À cet instant précis, il entendit un vif craquement derrière lui. Là, sur la pierre grise au milieu de l’herbe, s’était posée une énorme grive, presque noire comme du charbon, sa poitrine jaune clair couverte de taches sombres. Crac ! Elle avait attrapé un escargot et le cognait sur la pierre. Crac ! Crac !

Bilbo comprit soudain. Oubliant tout danger, il se tint sur la corniche et appela les nains, criant et agitant les bras. Ceux qui se trouvaient non loin dégringolèrent parmi les rochers et se hâtèrent jusqu’à lui le long de la corniche, se demandant ce qui pouvait bien se passer ; les autres poussèrent des cris, demandant à être remontés par les cordes (sauf Bombur, évidemment, qui dormait).

Bilbo eut tôt fait de s’expliquer. Tout le monde se tut : le hobbit près de la pierre grise et les nains aux barbes agitées, observant avec impatience. Le soleil baissa de plus en plus ; leurs espoirs déclinèrent. Il plongea dans un lit de nuages rougis et disparut. Les nains gémirent, mais Bilbo restait debout près de la pierre, presque immobile.
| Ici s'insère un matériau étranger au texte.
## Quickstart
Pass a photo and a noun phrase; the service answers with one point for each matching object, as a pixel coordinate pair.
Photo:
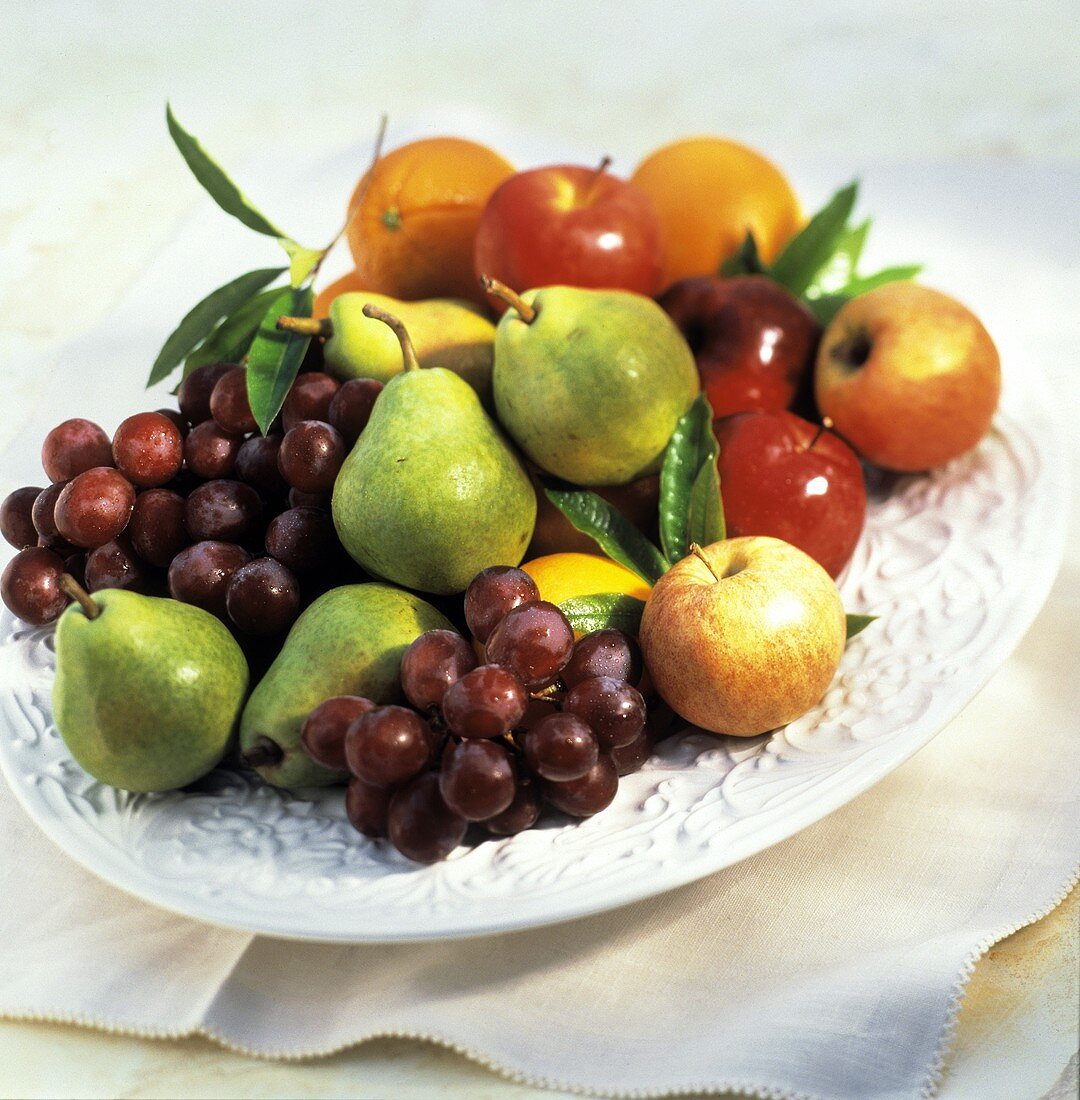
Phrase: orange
(708, 191)
(411, 231)
(346, 284)
(561, 576)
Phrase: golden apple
(908, 375)
(744, 635)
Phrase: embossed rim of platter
(703, 805)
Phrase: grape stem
(500, 290)
(408, 352)
(72, 587)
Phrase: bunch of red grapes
(194, 503)
(542, 721)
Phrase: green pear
(590, 384)
(447, 332)
(147, 691)
(350, 641)
(431, 493)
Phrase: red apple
(569, 226)
(753, 341)
(784, 476)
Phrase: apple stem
(700, 554)
(306, 326)
(500, 290)
(826, 425)
(408, 352)
(72, 587)
(604, 165)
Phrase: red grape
(434, 661)
(532, 640)
(486, 702)
(492, 593)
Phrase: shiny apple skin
(753, 342)
(777, 480)
(569, 226)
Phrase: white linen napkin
(829, 966)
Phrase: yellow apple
(908, 375)
(744, 636)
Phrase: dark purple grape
(533, 641)
(17, 517)
(309, 398)
(310, 457)
(351, 407)
(30, 585)
(520, 814)
(74, 447)
(210, 451)
(200, 574)
(593, 792)
(194, 395)
(95, 507)
(492, 593)
(322, 735)
(147, 449)
(388, 746)
(476, 779)
(630, 757)
(420, 824)
(486, 702)
(114, 565)
(229, 405)
(366, 807)
(156, 528)
(224, 510)
(263, 597)
(604, 653)
(256, 464)
(615, 711)
(434, 661)
(302, 538)
(561, 747)
(44, 513)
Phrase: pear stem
(408, 352)
(263, 752)
(72, 587)
(700, 554)
(307, 326)
(500, 290)
(601, 168)
(826, 425)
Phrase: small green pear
(447, 332)
(432, 492)
(590, 384)
(350, 641)
(147, 691)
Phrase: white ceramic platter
(955, 563)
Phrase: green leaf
(301, 261)
(858, 623)
(230, 340)
(706, 509)
(275, 356)
(604, 611)
(615, 535)
(200, 320)
(862, 283)
(839, 268)
(746, 261)
(212, 177)
(809, 250)
(691, 448)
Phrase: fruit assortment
(625, 419)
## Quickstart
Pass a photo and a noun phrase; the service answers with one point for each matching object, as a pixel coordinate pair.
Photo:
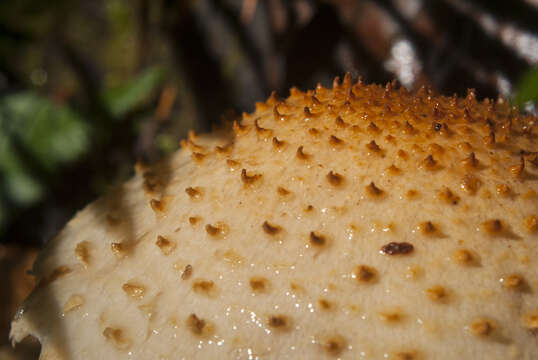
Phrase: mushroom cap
(354, 222)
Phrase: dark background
(87, 87)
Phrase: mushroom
(305, 252)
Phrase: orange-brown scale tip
(397, 248)
(429, 163)
(447, 196)
(335, 179)
(489, 140)
(336, 82)
(470, 184)
(482, 327)
(317, 239)
(194, 193)
(271, 229)
(187, 272)
(409, 129)
(301, 154)
(531, 223)
(372, 146)
(493, 226)
(262, 131)
(277, 115)
(463, 257)
(365, 274)
(278, 144)
(373, 128)
(239, 129)
(334, 345)
(428, 228)
(335, 141)
(513, 282)
(249, 179)
(471, 161)
(280, 322)
(340, 122)
(373, 190)
(518, 170)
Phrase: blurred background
(87, 87)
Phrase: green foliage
(527, 89)
(126, 98)
(35, 133)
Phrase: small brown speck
(397, 248)
(334, 178)
(259, 284)
(317, 239)
(198, 157)
(530, 320)
(373, 128)
(82, 252)
(335, 141)
(249, 179)
(470, 184)
(216, 230)
(157, 205)
(429, 163)
(194, 193)
(262, 131)
(391, 316)
(493, 226)
(518, 170)
(437, 293)
(402, 154)
(165, 245)
(195, 324)
(187, 272)
(405, 355)
(280, 322)
(334, 345)
(448, 197)
(118, 249)
(205, 287)
(340, 122)
(372, 146)
(365, 274)
(393, 170)
(278, 144)
(134, 290)
(531, 223)
(117, 337)
(74, 302)
(301, 154)
(482, 327)
(503, 190)
(489, 140)
(513, 282)
(271, 229)
(463, 257)
(428, 228)
(471, 161)
(324, 304)
(373, 190)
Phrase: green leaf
(127, 97)
(527, 89)
(53, 134)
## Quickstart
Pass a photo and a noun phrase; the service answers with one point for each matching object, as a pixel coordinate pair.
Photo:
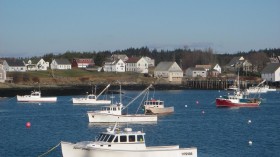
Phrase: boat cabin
(112, 109)
(126, 136)
(154, 103)
(91, 96)
(35, 94)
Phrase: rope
(49, 150)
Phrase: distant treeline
(184, 57)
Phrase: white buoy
(250, 142)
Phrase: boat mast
(120, 94)
(103, 90)
(137, 96)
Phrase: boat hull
(32, 99)
(227, 103)
(68, 150)
(165, 110)
(88, 101)
(110, 118)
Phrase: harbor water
(196, 122)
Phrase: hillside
(75, 77)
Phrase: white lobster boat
(126, 143)
(154, 106)
(35, 96)
(92, 99)
(113, 113)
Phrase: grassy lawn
(77, 76)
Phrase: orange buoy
(28, 124)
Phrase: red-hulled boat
(238, 99)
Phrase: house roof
(207, 66)
(165, 66)
(62, 61)
(234, 60)
(119, 56)
(271, 68)
(33, 61)
(14, 62)
(197, 69)
(133, 60)
(83, 60)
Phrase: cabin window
(140, 138)
(106, 138)
(111, 138)
(116, 139)
(100, 137)
(123, 139)
(131, 138)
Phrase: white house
(195, 72)
(36, 64)
(61, 64)
(218, 68)
(271, 72)
(151, 62)
(170, 71)
(13, 64)
(207, 67)
(114, 66)
(82, 62)
(2, 72)
(119, 56)
(135, 64)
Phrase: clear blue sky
(36, 27)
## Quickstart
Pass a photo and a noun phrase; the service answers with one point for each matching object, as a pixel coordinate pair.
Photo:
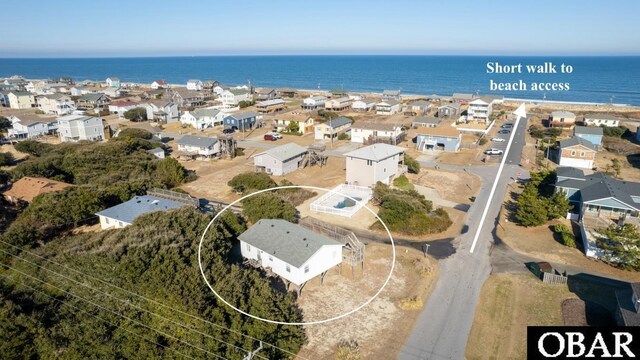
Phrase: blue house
(590, 133)
(240, 121)
(440, 137)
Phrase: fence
(554, 279)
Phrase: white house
(366, 132)
(391, 95)
(157, 152)
(577, 152)
(73, 128)
(284, 122)
(331, 129)
(601, 120)
(338, 104)
(57, 104)
(30, 126)
(120, 107)
(314, 102)
(291, 251)
(163, 111)
(280, 160)
(388, 107)
(190, 145)
(124, 214)
(232, 97)
(159, 84)
(480, 109)
(194, 85)
(113, 82)
(370, 164)
(202, 118)
(21, 100)
(363, 104)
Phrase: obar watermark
(565, 342)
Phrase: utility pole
(253, 353)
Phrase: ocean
(593, 79)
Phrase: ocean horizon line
(320, 55)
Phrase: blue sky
(67, 28)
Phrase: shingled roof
(288, 242)
(128, 211)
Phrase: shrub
(6, 159)
(134, 133)
(408, 212)
(33, 147)
(136, 114)
(403, 183)
(251, 181)
(348, 350)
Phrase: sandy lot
(457, 186)
(508, 304)
(381, 327)
(214, 174)
(540, 243)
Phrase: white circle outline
(393, 262)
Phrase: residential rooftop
(128, 211)
(375, 152)
(289, 242)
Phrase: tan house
(370, 132)
(27, 188)
(577, 152)
(21, 100)
(378, 162)
(332, 128)
(562, 119)
(57, 104)
(339, 104)
(269, 106)
(304, 122)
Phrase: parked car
(493, 151)
(270, 137)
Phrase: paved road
(442, 328)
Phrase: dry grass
(539, 242)
(508, 304)
(381, 327)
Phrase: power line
(113, 312)
(100, 318)
(157, 302)
(126, 302)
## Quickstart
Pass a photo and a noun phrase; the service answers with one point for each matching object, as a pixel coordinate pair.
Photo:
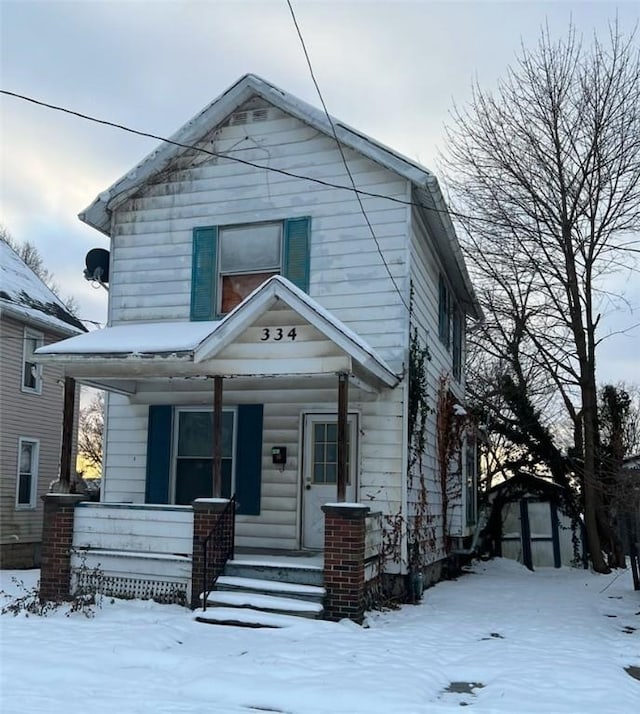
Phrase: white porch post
(217, 436)
(343, 412)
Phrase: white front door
(320, 472)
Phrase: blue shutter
(296, 251)
(204, 278)
(158, 454)
(249, 458)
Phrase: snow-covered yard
(499, 639)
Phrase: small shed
(531, 521)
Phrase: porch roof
(116, 357)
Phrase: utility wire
(253, 164)
(344, 158)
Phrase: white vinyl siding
(152, 239)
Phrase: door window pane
(325, 453)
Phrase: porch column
(344, 546)
(343, 414)
(207, 513)
(57, 540)
(66, 449)
(217, 436)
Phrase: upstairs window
(27, 479)
(249, 255)
(444, 313)
(31, 372)
(230, 262)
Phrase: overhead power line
(344, 158)
(246, 162)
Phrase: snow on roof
(201, 341)
(24, 296)
(429, 194)
(135, 339)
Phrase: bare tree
(91, 430)
(547, 170)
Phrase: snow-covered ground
(553, 641)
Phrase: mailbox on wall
(279, 455)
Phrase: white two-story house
(242, 256)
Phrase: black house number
(276, 334)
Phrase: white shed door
(319, 482)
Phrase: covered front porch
(266, 406)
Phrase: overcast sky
(391, 69)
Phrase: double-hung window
(27, 477)
(194, 454)
(249, 255)
(31, 372)
(230, 262)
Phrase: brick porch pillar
(344, 540)
(207, 512)
(57, 539)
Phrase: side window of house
(31, 372)
(230, 262)
(444, 313)
(456, 349)
(27, 477)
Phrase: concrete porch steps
(266, 593)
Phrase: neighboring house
(31, 412)
(240, 251)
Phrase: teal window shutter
(158, 454)
(204, 278)
(297, 233)
(249, 458)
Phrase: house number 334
(276, 334)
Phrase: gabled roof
(426, 188)
(24, 297)
(186, 349)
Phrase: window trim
(28, 334)
(444, 312)
(177, 410)
(35, 463)
(457, 343)
(221, 274)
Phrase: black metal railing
(226, 542)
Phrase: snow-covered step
(312, 593)
(295, 570)
(265, 603)
(245, 617)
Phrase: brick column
(207, 512)
(344, 539)
(57, 539)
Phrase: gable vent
(248, 117)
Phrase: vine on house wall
(422, 534)
(450, 426)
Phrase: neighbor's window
(31, 372)
(27, 481)
(194, 455)
(444, 313)
(249, 255)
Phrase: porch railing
(224, 538)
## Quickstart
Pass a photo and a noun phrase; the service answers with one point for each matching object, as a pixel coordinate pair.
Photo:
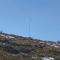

La petite lune s’enfonçait vers l’horizon. Le soir tombait. Puis soudain, alors que leur espoir était au plus bas, un rayon de soleil rouge perça, tel un doigt, à travers une déchirure nuageuse. Ce rayon, passant directement à travers l’ouverture et le renfoncement, tomba sur la surface lisse de la paroi rocheuse. La vieille grive qui, perchée au-dessus de leurs têtes, observait la scène de ses yeux inquisiteurs, la tête penchée sur le côté, trilla soudainement. Il y eut un puissant craquement. Une écaille de roche se détacha du mur et tomba. Un trou apparut soudain à environ trois pieds du sol.

Tout tremblants, de crainte que la chance vienne à passer, les nains se jetèrent sur le rocher et poussèrent – en vain.